Il ne faut évidement pas que l'utilisateur de la SACF dépasse ce cadre. Elle est en effet sans intérêt chez le buveur d'habitude, consommateur excessif (dépendant ou non) dont le problème n'est pas vraiment la limitation ponctuelle de son alcoolémie. La SACF devrait pouvoir également être utilisée de façon détournée (c'est-à-dire erronée) dans d'autres conditions. En effet lorsque l'alcool est consommé de façon conviviale (apéritifs, « arrosages » divers, repas...) souvent les sujets, même les plus raisonnables, boivent inconsciemment jusqu'à ressentir un certain effet euphorique qui les fait arrêter, dans les cas les plus favorables, de consommer. Cet état est bien sûr corrélé, pour chaque individu, à une alcoolémie « personnelle » souvent supérieure à 0,5 g/L. Après prise de la SACF la même consommation d'alcool ne produira plus (ou moins) cet effet qui, pour être alors obtenu, nécessitera une consommation plus grande, pour une alcoolémie identique. L'intérêt de la SACF est alors nul (et même négatif si on se place sur le seul plan financier).
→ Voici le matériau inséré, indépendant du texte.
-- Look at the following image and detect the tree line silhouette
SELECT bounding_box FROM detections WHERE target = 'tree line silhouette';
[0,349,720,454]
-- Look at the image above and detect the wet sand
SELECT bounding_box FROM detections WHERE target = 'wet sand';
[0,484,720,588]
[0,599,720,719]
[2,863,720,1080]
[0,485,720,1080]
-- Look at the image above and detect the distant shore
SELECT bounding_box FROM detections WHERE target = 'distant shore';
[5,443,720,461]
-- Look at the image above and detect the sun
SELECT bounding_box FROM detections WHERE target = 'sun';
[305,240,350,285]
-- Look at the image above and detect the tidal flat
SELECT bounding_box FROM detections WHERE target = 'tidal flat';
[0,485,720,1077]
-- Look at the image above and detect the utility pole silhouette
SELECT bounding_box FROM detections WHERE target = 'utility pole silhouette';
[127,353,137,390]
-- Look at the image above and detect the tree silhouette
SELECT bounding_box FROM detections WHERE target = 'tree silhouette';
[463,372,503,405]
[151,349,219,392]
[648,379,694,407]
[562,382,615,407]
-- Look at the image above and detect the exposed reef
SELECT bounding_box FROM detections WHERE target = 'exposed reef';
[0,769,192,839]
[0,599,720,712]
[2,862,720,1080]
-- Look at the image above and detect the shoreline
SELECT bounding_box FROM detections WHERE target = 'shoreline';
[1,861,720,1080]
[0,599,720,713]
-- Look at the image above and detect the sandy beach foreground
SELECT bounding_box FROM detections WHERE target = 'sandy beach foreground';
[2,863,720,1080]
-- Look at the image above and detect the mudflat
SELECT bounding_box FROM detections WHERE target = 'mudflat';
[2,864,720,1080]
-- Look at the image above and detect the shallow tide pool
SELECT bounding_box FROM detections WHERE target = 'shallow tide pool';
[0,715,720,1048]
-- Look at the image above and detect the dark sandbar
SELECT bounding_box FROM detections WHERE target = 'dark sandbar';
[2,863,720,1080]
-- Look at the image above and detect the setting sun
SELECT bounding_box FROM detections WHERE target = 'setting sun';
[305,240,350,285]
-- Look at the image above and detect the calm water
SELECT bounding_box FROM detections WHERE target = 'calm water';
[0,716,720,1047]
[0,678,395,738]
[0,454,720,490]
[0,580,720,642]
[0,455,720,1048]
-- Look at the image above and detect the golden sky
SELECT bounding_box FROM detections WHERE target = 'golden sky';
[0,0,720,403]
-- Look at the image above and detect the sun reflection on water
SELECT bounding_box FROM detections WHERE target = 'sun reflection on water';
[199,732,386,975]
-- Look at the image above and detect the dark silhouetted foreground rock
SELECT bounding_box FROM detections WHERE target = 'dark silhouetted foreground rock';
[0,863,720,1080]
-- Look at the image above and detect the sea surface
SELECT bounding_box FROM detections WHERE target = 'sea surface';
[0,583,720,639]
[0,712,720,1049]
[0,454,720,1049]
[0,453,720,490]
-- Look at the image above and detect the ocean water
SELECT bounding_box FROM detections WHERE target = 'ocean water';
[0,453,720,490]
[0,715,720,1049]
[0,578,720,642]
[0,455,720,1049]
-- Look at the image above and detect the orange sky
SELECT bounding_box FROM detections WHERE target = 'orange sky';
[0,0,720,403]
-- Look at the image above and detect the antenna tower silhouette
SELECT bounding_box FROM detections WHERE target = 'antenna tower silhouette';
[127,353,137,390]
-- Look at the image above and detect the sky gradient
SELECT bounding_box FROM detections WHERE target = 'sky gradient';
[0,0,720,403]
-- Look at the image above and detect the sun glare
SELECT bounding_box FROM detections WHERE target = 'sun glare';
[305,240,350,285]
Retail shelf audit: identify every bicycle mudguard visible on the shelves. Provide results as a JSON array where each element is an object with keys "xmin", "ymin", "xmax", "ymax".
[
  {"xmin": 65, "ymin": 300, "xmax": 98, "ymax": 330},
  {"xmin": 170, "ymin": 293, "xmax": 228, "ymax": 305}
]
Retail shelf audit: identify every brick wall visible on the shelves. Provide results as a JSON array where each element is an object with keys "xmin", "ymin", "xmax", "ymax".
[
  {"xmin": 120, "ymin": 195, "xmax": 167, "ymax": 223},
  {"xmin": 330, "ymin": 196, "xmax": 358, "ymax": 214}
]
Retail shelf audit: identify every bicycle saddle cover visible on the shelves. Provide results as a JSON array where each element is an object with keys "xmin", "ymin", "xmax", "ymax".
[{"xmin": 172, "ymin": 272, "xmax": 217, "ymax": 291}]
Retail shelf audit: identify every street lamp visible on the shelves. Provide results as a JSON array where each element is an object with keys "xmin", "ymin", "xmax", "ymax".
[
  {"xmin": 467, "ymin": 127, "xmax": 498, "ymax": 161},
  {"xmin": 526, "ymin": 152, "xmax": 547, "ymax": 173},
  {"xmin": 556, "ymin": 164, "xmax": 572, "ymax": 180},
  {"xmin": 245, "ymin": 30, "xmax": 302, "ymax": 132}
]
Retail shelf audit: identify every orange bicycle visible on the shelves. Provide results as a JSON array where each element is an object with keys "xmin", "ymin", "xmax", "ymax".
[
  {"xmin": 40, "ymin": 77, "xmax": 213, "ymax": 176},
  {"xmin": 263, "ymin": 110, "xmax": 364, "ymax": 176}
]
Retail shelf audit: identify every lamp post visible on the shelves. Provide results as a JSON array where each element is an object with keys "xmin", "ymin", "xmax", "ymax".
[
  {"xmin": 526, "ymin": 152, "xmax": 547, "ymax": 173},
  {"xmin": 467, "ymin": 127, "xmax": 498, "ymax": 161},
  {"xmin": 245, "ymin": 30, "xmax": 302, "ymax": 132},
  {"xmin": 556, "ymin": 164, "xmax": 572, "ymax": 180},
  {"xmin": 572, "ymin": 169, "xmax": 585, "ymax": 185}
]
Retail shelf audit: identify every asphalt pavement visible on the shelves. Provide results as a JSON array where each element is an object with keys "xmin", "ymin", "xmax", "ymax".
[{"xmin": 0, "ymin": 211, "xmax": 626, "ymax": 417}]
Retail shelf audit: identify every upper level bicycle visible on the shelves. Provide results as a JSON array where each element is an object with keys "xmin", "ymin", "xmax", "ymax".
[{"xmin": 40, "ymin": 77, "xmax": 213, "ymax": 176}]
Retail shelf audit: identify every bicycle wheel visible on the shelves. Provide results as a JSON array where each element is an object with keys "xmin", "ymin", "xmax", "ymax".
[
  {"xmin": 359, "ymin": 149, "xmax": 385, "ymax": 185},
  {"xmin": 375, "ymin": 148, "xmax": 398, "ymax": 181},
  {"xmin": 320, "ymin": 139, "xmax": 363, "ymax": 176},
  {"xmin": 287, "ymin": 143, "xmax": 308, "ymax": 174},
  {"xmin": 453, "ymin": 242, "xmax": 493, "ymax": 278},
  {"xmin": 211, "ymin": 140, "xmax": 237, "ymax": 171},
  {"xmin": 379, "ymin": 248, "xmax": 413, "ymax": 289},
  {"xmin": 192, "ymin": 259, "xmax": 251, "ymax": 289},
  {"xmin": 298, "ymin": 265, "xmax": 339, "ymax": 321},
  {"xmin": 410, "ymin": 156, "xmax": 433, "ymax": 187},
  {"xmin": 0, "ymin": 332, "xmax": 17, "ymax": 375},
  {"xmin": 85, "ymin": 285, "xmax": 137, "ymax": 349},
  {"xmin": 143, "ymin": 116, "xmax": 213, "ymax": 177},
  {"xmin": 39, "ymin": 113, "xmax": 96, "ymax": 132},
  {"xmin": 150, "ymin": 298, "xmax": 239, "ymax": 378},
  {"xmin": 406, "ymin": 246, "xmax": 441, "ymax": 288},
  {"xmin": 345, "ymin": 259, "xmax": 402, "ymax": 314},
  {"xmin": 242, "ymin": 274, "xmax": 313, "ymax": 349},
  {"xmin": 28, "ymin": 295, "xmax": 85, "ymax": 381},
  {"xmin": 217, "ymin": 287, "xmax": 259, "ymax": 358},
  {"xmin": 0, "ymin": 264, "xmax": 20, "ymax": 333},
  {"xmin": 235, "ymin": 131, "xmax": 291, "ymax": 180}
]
La prise de la SACF ne doit donc pas être un alibi ou un prétexte pour se permettre de consommer plus. Il est facile de rapprocher d'une telle attitude, celle touchant hélas souvent par exemple les malades diabétiques et/ou dyslipidémiques. Chez ces sujets la prise d'hypoglycémiants et/ou d'hypolipémiants ne doit absolument pas être un prétexte à la libération des mesures diététiques. Le raisonnement doit être le même entre la SACF (qui rappelons-le n'est pas un médicament) et l'alcool. Soulignons enfin que la prise de médicaments capables d'inhiber l'ADH gastrique, comme la cimétidine [12, 27] ou l'aspirine [28, 29] doit limiter l'effet de la SACF. La forte acidité de la SACF, en partie masquée par le pouvoir édulcorant du fructose, en interdit l'usage chez le sujet aux antécédents gastriques.

Nous concluons en évoquant l'intérêt potentiel de la SACF lorsqu'elle est utilisée de façon raisonnée par un buveur occasionnel comme nous l'avons évoqué. Les résultats rapportés ici ne permettent pas une extrapolation, notamment quantitative, à des conduites d'alcoolisation très différentes de celle décrite ici, même s'il est certain que les alcoolémies avec la SACF, ne peuvent être qu'inférieures à celles enregistrées sans. Remarquons que lorsque la SACF est prise avant un repas, la stase stomacale induite par l'acide citrique doit ralentir le phénomène de digestion. Étant donné les variations individuelles au niveau de la cinétique des alcoolémies [13, 27], il est prudent (et intelligent !) même en cas de prise de la SACF de procéder à un autocontrôle de celles-ci par mesure de l'alcool dans l'air expiré, avant de se rendre sur la voie publique, ne serait-ce que pour « s'étalonner » vis-à-vis de la SACF [30].

Remerciements aux 14 étudiants qui ont participé à l'étude et à la Société H.H. Distribution qui nous a fourni le Désalco®.

Article reçu le 9 novembre 2001, accepté le 18 janvier 2002.